Coûts des fourrages de base
Chaque exploitation peut influencer le coût de sa ration. Les éleveurs sous-évaluent bien souvent les coûts de leurs fourrages. La HAFL de Zollikofen met à disposition une application pour en calculer le coût. Le tableau présente les coûts de l’ensilage d’herbe, des fourrages secs et de l’ensilage de maïs. Force est de constater qu’il existe des écarts importants entre les exploitations. En tenant compte de la concentration en nutriments, les prix des aliments de production peuvent être très proches de celui des fourrages… En fonction du contexte pédoclimatique et de la destination du lait ( industrie ou fabrication ), le calcul des coûts permet de se situer, d’éventuellement faire des choix de fourrages plus intéressants et d’établir des comparaisons avec les concentrés complémentaires du régime.
Equilibrer la ration de base
Indépendamment du niveau de production laitière du troupeau, il est primordial d’équilibrer au mieux la ration de base. Un régime équilibré et tenant compte des paramètres de fermentation permet de tirer pleinement partie du potentiel de production du fourrage de base. En cas d’excédent en énergie ou en protéine, le potentiel alimentaire du régime de base n’est pas valorisé pleinement et pas suffisamment converti en production laitière, avec à la clé de possibles répercussions sanitaires sur les animaux. Les excédents sont des facteurs de charges inutiles. Les analyses de fourrage grossier apportent des précisions supplémentaires tant quantitatives que qualitatives par rapport aux tables de références, ceci afin de mieux considérer la ration :
- pour un régime ensilage, elles permettent d’orienter les choix d’équilibre sur de la protéine rapidement ou lentement fermentescible.

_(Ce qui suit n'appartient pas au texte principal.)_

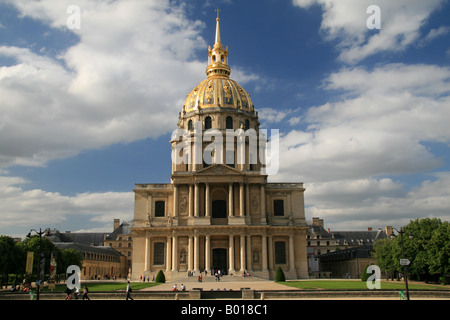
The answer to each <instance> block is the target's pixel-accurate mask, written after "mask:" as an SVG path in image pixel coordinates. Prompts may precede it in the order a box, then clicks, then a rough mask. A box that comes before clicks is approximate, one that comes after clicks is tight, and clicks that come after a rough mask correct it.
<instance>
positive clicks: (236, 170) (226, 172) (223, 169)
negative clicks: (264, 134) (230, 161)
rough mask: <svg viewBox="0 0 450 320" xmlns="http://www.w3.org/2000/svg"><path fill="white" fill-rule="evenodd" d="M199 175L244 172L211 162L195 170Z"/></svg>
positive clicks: (226, 173)
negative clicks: (199, 168) (203, 166)
mask: <svg viewBox="0 0 450 320" xmlns="http://www.w3.org/2000/svg"><path fill="white" fill-rule="evenodd" d="M197 174H201V175H243V174H244V173H243V172H241V171H239V170H236V169H235V168H232V167H230V166H226V165H224V164H213V165H211V166H209V167H207V168H204V169H202V170H199V171H197Z"/></svg>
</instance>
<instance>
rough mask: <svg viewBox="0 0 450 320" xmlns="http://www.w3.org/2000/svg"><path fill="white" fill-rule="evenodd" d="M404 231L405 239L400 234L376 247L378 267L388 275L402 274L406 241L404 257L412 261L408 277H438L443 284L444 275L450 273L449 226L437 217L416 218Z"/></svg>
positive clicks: (376, 256)
mask: <svg viewBox="0 0 450 320" xmlns="http://www.w3.org/2000/svg"><path fill="white" fill-rule="evenodd" d="M402 231H404V233H403V237H400V236H399V235H398V236H397V237H396V238H395V239H394V240H392V239H384V240H379V241H377V242H376V243H375V244H374V250H375V254H374V256H375V257H376V258H377V259H378V262H377V264H378V266H379V267H380V268H381V269H383V270H385V271H387V272H402V268H403V267H402V266H401V265H400V259H401V258H402V241H403V247H404V255H405V258H406V259H408V260H409V261H411V264H410V265H409V266H408V272H409V274H411V275H412V276H413V277H415V278H417V279H421V280H426V279H427V278H429V277H430V276H434V275H437V276H440V278H441V282H444V281H445V274H446V273H447V274H448V273H449V272H450V226H449V223H448V222H442V221H441V220H440V219H436V218H432V219H431V218H425V219H416V220H414V221H411V222H410V223H409V224H408V225H407V226H405V227H403V228H402ZM410 233H411V235H412V236H413V238H412V239H410V238H409V234H410ZM402 238H403V239H402Z"/></svg>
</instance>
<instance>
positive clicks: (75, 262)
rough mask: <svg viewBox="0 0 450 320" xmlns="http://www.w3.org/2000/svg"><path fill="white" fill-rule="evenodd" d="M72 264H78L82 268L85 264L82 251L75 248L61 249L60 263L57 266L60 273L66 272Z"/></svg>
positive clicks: (63, 272) (57, 270)
mask: <svg viewBox="0 0 450 320" xmlns="http://www.w3.org/2000/svg"><path fill="white" fill-rule="evenodd" d="M71 265H77V266H78V267H80V269H81V268H82V266H83V257H82V256H81V254H80V252H78V251H76V250H75V249H65V250H61V251H60V253H59V255H58V265H57V267H56V269H57V271H58V273H59V274H61V273H66V270H67V268H68V267H69V266H71Z"/></svg>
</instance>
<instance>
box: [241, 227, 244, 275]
mask: <svg viewBox="0 0 450 320" xmlns="http://www.w3.org/2000/svg"><path fill="white" fill-rule="evenodd" d="M240 245H241V273H243V272H244V271H245V236H244V235H242V234H241V237H240Z"/></svg>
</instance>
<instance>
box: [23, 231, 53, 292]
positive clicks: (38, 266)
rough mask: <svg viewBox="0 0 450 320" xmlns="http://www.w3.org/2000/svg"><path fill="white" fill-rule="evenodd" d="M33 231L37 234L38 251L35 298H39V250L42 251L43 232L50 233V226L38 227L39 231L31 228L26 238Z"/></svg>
mask: <svg viewBox="0 0 450 320" xmlns="http://www.w3.org/2000/svg"><path fill="white" fill-rule="evenodd" d="M33 231H34V232H35V233H36V234H37V235H38V236H39V253H38V275H37V280H36V288H37V290H36V291H37V292H36V293H37V295H36V300H39V286H40V280H41V251H42V248H41V247H42V235H43V234H45V235H46V236H47V235H48V234H49V233H50V228H47V229H45V230H44V231H42V229H41V228H39V231H37V230H36V229H31V230H30V232H28V234H27V238H31V232H33Z"/></svg>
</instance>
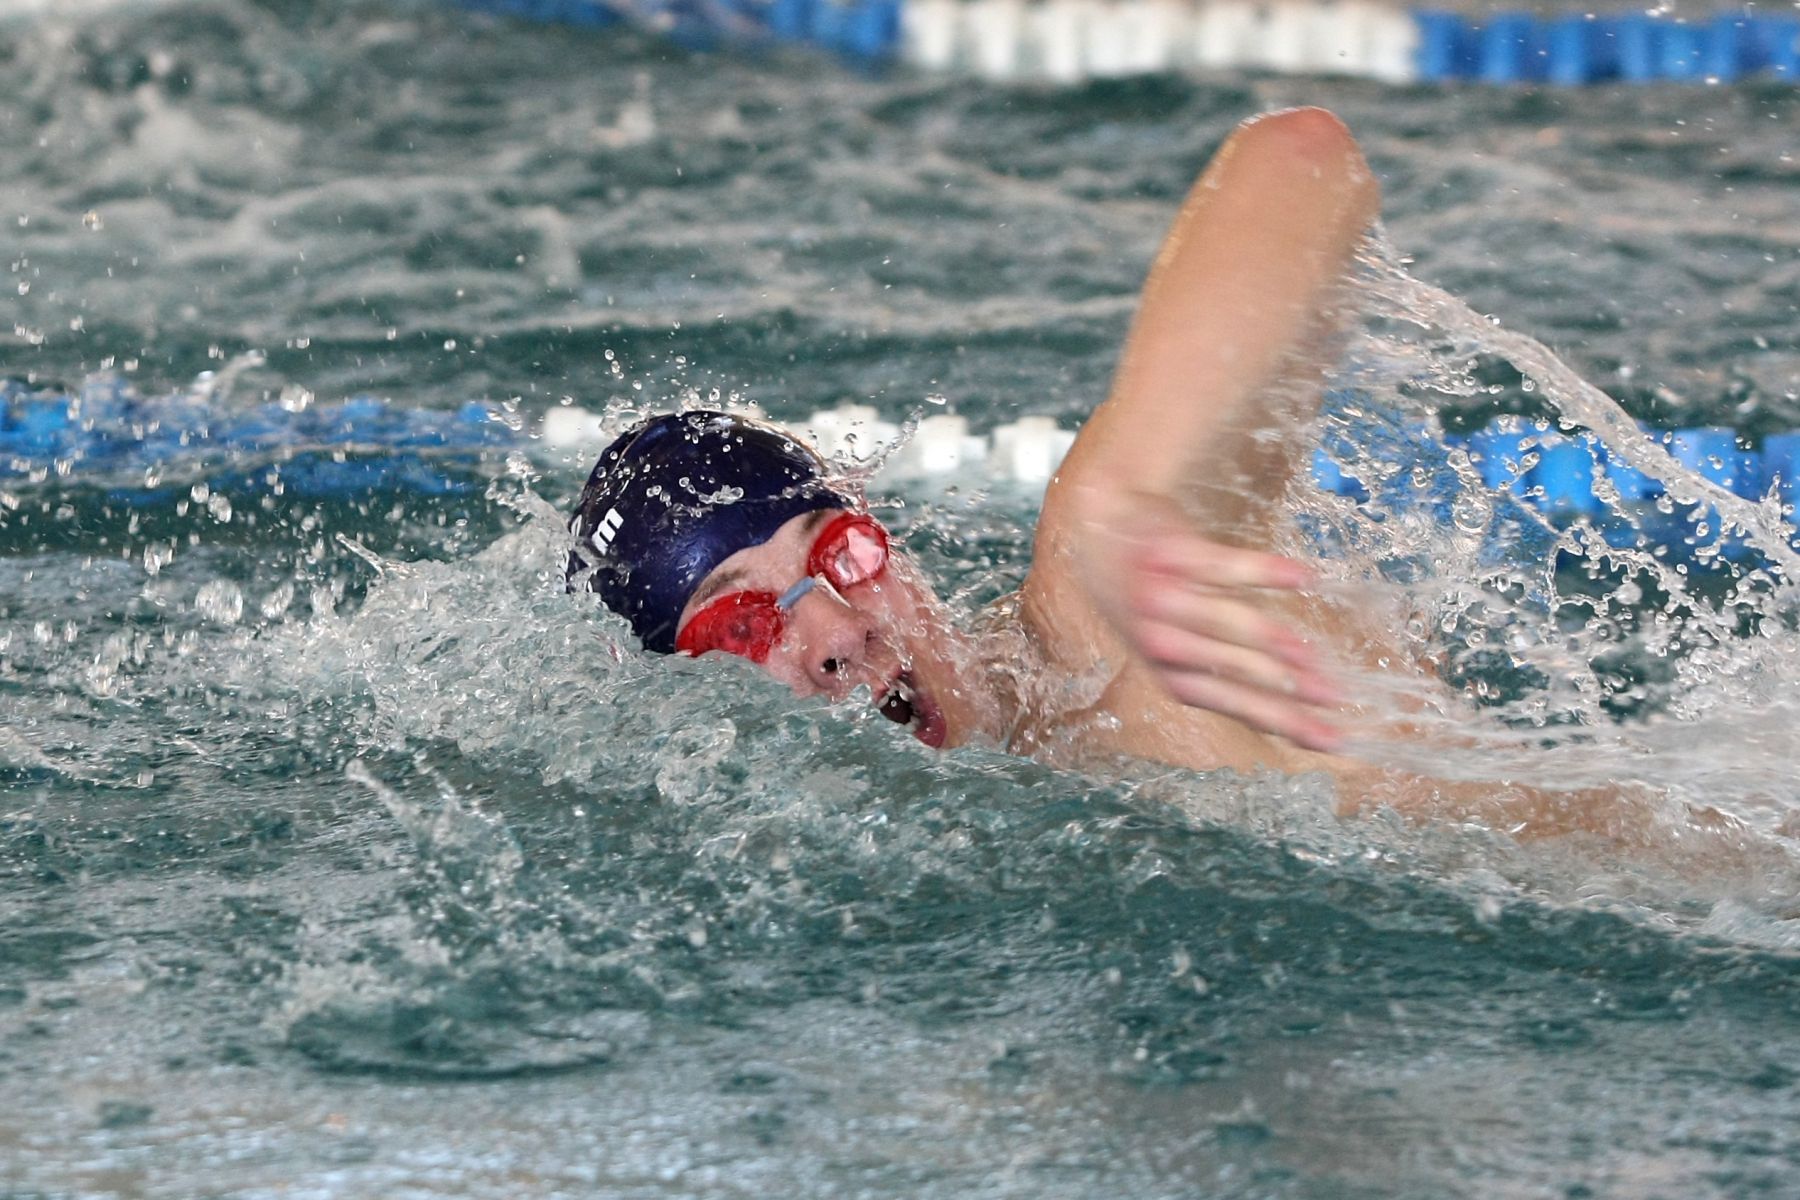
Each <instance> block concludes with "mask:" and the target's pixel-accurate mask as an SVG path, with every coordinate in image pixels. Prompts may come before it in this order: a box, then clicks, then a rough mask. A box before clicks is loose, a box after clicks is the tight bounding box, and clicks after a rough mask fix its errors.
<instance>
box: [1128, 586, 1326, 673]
mask: <svg viewBox="0 0 1800 1200" xmlns="http://www.w3.org/2000/svg"><path fill="white" fill-rule="evenodd" d="M1132 608H1134V610H1136V615H1138V619H1139V621H1143V622H1157V624H1170V626H1175V628H1181V630H1186V631H1188V633H1193V635H1199V637H1206V639H1213V640H1220V642H1229V644H1233V646H1244V648H1247V649H1258V651H1264V653H1271V655H1276V657H1278V658H1282V660H1285V662H1289V664H1292V666H1296V667H1312V666H1314V653H1312V648H1310V646H1307V644H1305V642H1303V640H1300V639H1298V637H1294V633H1292V631H1291V630H1289V628H1287V626H1283V624H1280V622H1278V621H1274V619H1273V617H1269V615H1267V613H1264V612H1260V610H1256V608H1255V606H1251V604H1247V603H1244V601H1238V599H1231V597H1229V596H1228V594H1220V592H1211V590H1204V588H1192V587H1181V585H1172V583H1168V581H1157V579H1156V578H1148V579H1145V581H1141V583H1139V587H1138V588H1136V592H1134V596H1132Z"/></svg>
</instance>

- pour la complémentation minérale, nous enregistrons des écarts significatifs entre les références et les constats du terrain. Pour le phosphore par exemple, sur une moyenne de dix ans, les analyses de fourrages secs fournissent des résultats oscillant entre 1,3 et 5,1 g / kg de matière sèche. Le sous-approvisionnement prolongé en P se traduit par de graves problèmes de santé alors qu’un sur-approvisionnement représente un gaspillage financier et écologique.
Efficience alimentaire
L’efficacité alimentaire peut être calculée à l’aide de l’ICL ( Indice de Conversion Laitier ). L’ICL définit la quantité de MS ingérée nécessaire à la production d’un kilo de lait, ce qui permet d’évaluer l’efficience et les coûts par kilo de lait. L’estimation de la quantité de MS ingérée est la base de tous les plans d’affouragement. Sans cette donnée, le plan reste virtuel ! Mesurer l’ingestion représente cependant un véritable défi quand le pesage n’est pas automatisé. Dans le cas d’une ration totale mélangée ( RTM ), la quantité ingérée est relativement simple à estimer. Il faut connaître la teneur en MS de la ration et les quantités distribuées et déduire les refus. Sans cette source de renseignement, l’ingestion est incertaine. En régime foin regain par exemple, procéder à un pesage périodique permet de clarifier l’efficacité et les coûts alimentaires. La base de données d’UFA ( graphique 2 ) indique que l’ICL oscille entre 600 et 1000 g de MS / kg de lait quel que soit le régime de base, foin ou ensilage. Plus l’ICL est bas, plus le fourrage est valorisé et plus le coût alimentaire pour produire un kilo de lait se réduit. On vise une valeur optimale de 750 g de MS / kg de lait. Une base de données créée dans le cadre d’un travail d’étude réalisée en Suisse romande indique que l’ICL est plus favorable en présence de performances laitières soutenues. Toutes les vaches productives sont prises en considération dans le calcul de l’ICL. C’est-à-dire aussi bien les vaches en phase démarrage qui ingèrent moins et mobilisent des réserves corporelles, que celles en milieu de lactation au maximum de leur capacité d’ingestion, que les fins de lactation qui à l’inverse reconstituent leur capital corporel. Au sein d’un troupeau, l’ICL s’équilibre selon les jours de lactation, il est logiquement meilleur en phase départ qu’en fin de lactation. Quels que soient le stade et le régime, cet outil technico-économique de pilotage du troupeau permet de situer l’efficience et par des mesures d’équilibre alimentaire et de management d’améliorer la rentabilité laitière.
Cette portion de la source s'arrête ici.